A statue of abolitionist Frederick Douglass has been ripped from its Rochester base on the anniversary of one of his most famous speeches.

ROCHESTER, NY – A statue of abolitionist Frederick Douglass was ripped from its Rochester base on the anniversary of one of its most famous speeches, delivered there in 1852.

Police said the Douglass statue was taken Sunday from Maplewood Park, a site along the subway where Douglas and Harriet Tubman helped transport slaves to freedom.

The statue was found on the edge of the Genesee River gorge about 50 feet from its pedestal, police said. There was damage to the base and a finger.

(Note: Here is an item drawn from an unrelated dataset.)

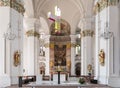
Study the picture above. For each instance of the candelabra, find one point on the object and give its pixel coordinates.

In Rochester on July 5, 1852, Douglass delivered the “What the Slave is for the Fourth of July” speech, calling the celebration of freedom a farce in a nation that enslaves and oppresses its black citizens.

For a slave, Douglass said, Independence Day is “a day that reveals to him, more than all other days of the year, the great injustice and cruelty of which he is the constant victim.”

Carvin Eison, a project leader who brought the Douglass statue to the park, told the Rochester Democrat & Chronicle that another statue will take its place because the damage is too significant.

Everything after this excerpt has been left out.